Oberstaatsanwalt Bernard Südbeck sagte, für die Sicherheit des aus der Untersuchungshaft entlassenen Jugendlichen sei gesorgt. Die Indizien, die anfangs gegen den Tatverdächtigen gesprochen hätten, seien durch Fakten widerlegt worden. Die 40-köpfige Mordkommission ermittele weiter mit Hochdruck und gehe allen Hinweisen nach. Zu Spekulationen über einen möglichen neuen Tatverdächtigen oder gar eine Festnahme wollte sich Südbeck nicht äußern.

Der Oberstaatsanwalt trat entschieden Vorwürfen einer vorschnellen Festnahme und Vorverurteilung des 17-Jährigen entgegen. Es habe am Mittwochabend dringender Tatverdacht bestanden, „es blieb uns zu diesem Zeitpunkt keine andere Wahl und dazu stehen wir auch“, sagte Südbeck zur Beantragung des Haftbefehls an diesem Abend. Polizei und Staatsanwaltschaft hätten „zu jeder Zeit richtig gehandelt“.

Kriminologe wirft Polizei gravierende Fehler vor

Zuvor war Kritik am Vorgehen der Beamten laut geworden. Die Verdachtsmomente gegen den Jugendlichen seien dürftig gewesen, trotzdem habe ihn die Polizei öffentlich in Handschellen vorgeführt, sagte der Kriminologe Christian Pfeiffer der dapd. Er sprach von gravierenden Fehlern.

Durch die Aufrufe zur Lynchjustiz in sozialen Netzwerken habe der junge Mann „den blanken Horror erlebt“, sagte der Direktor des Kriminologischen Forschungsinstituts Niedersachsen. Die Polizei habe damit rechnen müssen, dass sich der Name des 17-Jährigen über das Internet verbreite.

Eine aufgebrachte Menge von 50 Personen hatte sich am Dienstagabend vor dem Emder Polizeirevier versammelt, um es zu stürmen und den zu diesem Zeitpunkt Verdächtigen zu lynchen. Zu der Tat war vorher im sozialen Netzwerk Facebook aufgerufen worden. Südbeck kündigte an, diesem und anderen Hetzaufrufen entgegen zu treten und die Täter zu verfolgen.

Keine Toleranz für „Wild-West-Methoden“

Südbeck wehrte sich gegen den Vorwurf, den Jugendlichen mit der öffentlichen Festnahme vorgeführt zu haben. „Wir nehmen Festnahmen so vor, dass ein Tatverdächtiger nicht fliehen kann“, sagte er. Wie dies gewährleistet werden könne, werde immer im Einzelfall entschieden. Es sei sich an die Vorschriften gehalten worden. Pfeiffer hatte die öffentliche Festnahme als nicht mit der Unschuldsvermutung vereinbar kritisiert.
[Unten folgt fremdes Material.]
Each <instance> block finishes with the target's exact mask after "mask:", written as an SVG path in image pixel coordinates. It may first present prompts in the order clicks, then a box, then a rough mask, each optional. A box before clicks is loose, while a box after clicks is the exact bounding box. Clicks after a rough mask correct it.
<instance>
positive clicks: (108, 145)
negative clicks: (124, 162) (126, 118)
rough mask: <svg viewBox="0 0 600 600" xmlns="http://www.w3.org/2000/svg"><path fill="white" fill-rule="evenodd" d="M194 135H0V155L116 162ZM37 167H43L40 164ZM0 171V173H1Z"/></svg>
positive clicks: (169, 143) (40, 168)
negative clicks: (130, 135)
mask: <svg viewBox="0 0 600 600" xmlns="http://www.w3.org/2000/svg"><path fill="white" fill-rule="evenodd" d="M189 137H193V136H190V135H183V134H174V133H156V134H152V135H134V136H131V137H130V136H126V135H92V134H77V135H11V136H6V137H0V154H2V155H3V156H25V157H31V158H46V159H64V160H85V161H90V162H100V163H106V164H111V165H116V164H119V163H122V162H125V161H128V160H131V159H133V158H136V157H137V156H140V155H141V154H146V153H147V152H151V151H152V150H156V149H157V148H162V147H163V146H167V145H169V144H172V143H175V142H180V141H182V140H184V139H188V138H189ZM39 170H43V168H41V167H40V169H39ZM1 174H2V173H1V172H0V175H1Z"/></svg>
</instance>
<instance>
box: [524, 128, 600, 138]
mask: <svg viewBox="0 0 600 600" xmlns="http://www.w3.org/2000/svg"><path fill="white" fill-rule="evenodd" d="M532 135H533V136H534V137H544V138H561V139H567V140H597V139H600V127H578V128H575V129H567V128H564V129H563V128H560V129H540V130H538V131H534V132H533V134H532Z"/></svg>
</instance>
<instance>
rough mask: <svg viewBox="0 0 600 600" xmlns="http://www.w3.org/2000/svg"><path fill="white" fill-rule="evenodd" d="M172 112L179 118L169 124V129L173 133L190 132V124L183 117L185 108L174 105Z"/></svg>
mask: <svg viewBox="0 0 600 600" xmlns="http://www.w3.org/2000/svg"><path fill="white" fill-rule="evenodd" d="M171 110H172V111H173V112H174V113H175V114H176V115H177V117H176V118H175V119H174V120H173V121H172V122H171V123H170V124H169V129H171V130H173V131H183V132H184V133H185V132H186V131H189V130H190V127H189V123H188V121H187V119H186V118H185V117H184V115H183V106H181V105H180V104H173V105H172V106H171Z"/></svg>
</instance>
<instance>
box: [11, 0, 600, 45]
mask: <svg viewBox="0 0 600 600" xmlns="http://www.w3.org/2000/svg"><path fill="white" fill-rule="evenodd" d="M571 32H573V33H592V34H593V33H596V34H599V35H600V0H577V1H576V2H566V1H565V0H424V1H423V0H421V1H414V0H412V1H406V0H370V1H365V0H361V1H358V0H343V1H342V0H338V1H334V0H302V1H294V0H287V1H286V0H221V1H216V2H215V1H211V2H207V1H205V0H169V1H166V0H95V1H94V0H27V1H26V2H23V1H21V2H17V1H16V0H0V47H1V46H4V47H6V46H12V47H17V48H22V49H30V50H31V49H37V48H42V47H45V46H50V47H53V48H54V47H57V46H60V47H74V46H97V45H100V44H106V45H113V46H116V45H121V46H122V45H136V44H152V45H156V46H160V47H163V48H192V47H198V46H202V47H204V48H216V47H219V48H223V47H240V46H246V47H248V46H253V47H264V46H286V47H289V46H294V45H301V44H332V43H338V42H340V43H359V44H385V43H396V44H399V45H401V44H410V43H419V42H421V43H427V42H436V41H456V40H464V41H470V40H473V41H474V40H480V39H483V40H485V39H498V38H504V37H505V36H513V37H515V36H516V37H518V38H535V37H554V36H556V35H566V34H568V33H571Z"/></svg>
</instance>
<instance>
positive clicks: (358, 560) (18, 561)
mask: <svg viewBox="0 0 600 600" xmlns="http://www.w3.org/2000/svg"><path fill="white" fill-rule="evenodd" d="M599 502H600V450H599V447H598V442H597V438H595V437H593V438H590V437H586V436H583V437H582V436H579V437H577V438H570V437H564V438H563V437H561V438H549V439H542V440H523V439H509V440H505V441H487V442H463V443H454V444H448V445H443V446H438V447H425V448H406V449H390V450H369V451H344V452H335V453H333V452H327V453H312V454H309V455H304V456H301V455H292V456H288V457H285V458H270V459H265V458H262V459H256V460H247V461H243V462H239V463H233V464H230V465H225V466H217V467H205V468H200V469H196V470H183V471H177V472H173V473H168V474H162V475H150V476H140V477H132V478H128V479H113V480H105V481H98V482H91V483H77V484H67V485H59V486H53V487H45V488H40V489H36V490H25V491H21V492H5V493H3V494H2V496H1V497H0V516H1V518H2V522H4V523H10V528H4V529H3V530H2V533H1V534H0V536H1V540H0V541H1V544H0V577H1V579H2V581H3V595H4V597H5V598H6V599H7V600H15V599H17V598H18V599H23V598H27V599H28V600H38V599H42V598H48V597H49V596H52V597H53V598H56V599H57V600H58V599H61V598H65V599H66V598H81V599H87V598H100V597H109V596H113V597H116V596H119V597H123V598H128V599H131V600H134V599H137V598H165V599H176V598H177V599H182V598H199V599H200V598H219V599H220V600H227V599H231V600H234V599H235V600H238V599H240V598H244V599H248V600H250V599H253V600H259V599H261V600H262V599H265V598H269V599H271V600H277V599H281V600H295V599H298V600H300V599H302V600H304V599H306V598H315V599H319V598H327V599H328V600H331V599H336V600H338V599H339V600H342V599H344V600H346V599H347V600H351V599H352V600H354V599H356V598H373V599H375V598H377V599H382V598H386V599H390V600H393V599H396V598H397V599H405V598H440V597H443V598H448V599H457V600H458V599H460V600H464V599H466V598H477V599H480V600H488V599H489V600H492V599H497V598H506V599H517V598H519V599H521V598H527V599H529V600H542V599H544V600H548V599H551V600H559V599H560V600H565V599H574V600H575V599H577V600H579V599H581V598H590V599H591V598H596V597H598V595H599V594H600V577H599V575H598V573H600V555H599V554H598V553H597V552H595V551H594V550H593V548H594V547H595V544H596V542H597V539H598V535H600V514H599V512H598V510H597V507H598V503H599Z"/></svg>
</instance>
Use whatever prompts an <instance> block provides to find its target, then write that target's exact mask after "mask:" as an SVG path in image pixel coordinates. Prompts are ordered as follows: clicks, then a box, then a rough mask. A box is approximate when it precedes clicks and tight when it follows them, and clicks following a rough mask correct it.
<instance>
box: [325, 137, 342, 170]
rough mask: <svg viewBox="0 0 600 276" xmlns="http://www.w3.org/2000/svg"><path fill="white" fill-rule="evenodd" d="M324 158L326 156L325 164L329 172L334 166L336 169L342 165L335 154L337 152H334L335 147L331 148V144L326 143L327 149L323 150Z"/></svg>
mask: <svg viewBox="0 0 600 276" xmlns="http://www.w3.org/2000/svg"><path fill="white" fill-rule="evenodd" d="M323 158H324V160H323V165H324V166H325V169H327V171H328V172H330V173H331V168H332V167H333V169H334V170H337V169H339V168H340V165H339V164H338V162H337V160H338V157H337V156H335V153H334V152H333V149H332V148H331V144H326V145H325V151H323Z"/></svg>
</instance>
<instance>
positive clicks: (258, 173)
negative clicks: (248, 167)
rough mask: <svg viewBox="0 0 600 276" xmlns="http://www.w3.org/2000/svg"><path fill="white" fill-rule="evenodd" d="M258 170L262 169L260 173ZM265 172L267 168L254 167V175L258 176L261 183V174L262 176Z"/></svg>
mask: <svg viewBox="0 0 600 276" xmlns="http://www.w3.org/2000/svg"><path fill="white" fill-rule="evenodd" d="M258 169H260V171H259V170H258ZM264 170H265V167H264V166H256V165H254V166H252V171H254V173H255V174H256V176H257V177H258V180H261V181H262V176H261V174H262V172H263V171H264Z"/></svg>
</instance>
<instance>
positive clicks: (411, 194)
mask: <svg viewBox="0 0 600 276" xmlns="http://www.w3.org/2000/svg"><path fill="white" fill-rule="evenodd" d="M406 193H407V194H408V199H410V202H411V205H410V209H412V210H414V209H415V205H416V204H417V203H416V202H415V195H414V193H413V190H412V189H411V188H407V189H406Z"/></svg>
Die „volle Härte des Gesetzes“ für Aufrufe zur Selbstjustiz forderte der Bundesvorsitzende der Gewerkschaft der Polizei, Bernhard Witthaut. Es dürfe nicht toleriert werden, dass „einige soziale Netzwerker glauben, in unserem Rechtsstaat Wild-West-Methoden wiederbeleben“ zu können.

Das ermordete Mädchen war am Mittag auf dem städtischen Friedhof in Emden im engsten Familienkreis beigesetzt worden. „Wir verlieren ein besonderes Mädchen, Lena wird uns fehlen“, sagte Pastor Manfred Meyer. Polizisten schirmten den Eingang zum Friedhof komplett ab, um der Familie einen Abschied in aller Ruhe ermöglichen zu können.